Por Guillermo Ávila Godoy, académico de la carrera de arquitectura de la Universidad Central Región de Coquimbo.
En muchas ocasiones hemos escuchado o leído que La Serena es la ciudad de los campanarios, haciendo alusión al número de iglesias dispuestas entre sus calles. Esta característica refleja la cantidad de órdenes religiosas que se desplegaron en la trama urbana de la ciudad y cómo, al construir en piedra sus dependencias, lograron dejar un legado arquitectónico presente hasta nuestros días.
Si pensamos en el rol que tenía un edificio-monumento de estas características en la conformación de la ciudad colonial, nos daremos cuenta de que no solo el patrimonio material de estas construcciones podría ser puesto en valor, especialmente en estos días, sino también cómo estas edificaciones organizaban la vida urbana y la experiencia social y cultural al formar parte de un circuito de calles, atrios y plazas. En este sentido, y como plantea Juan Carlos Pérgolis, las calles se convierten en el espacio para participar en movimiento, recorriéndolas, mientras que las plazas constituyen los lugares para permanecer, para participar estáticamente o mediante pequeños desplazamientos interiores.
En una ciudad con una tipología de cuadrícula regular y fachadas continuas, la iglesia retrocede para dar paso al vacío. Así, cada campanario, entendido como hito, no solo orientaba y señalaba a los habitantes de La Serena dónde estaba cada iglesia, sino que también expresaba, en la densidad de la ciudad, la existencia de un espacio para encontrarse, permanecer y comprender el entorno desde la distancia. Esta condición reflejará un modo de vida en relación con el vacío, evidenciando y valorando una identidad espacial que terminará siendo una identidad patrimonial, entendiendo esta última como la evidencia del habitar de un grupo social determinado.

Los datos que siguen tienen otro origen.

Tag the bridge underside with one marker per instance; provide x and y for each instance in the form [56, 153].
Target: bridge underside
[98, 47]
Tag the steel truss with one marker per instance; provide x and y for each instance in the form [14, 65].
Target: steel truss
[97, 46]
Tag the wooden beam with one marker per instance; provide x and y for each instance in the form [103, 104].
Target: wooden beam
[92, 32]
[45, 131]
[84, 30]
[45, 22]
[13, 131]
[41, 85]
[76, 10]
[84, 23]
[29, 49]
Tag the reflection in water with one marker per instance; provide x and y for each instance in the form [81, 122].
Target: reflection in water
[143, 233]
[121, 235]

Robert Holmes sugiere que la experiencia del espacio se configura en un explorar caminos que se van develando en nuestro recorrer, impulsados por nuestra curiosidad que busca y descubre. En lo descubierto nos situamos sensiblemente, abiertos a lo que nos rodea, nos sorprende y nos conmueve. Si atendemos estas palabras y las vinculamos con la identidad espacial de La Serena, podríamos decir que entre sus calles y plazas, iglesias y atrios, la experiencia del espacio será propia, local e inequívoca.
Es así, en el despliegue de una continuidad construida, contenida en sus tramos y desbordada en determinados puntos, como se define el espacio público de la ciudad. Un espacio que, más que ser lo sobrante entre las edificaciones de la cuadrícula, se comprende como el lugar donde las personas se mueven y se conmueven una y otra vez. Recordando la frase inicial y haciendo un juego de palabras, podríamos reconocer entonces a La Serena como la ciudad de los campanarios, es decir la ciudad de los vacíos, es decir la ciudad de la experiencia individual y comunitaria en cuanto a la sorpresa del encuentro.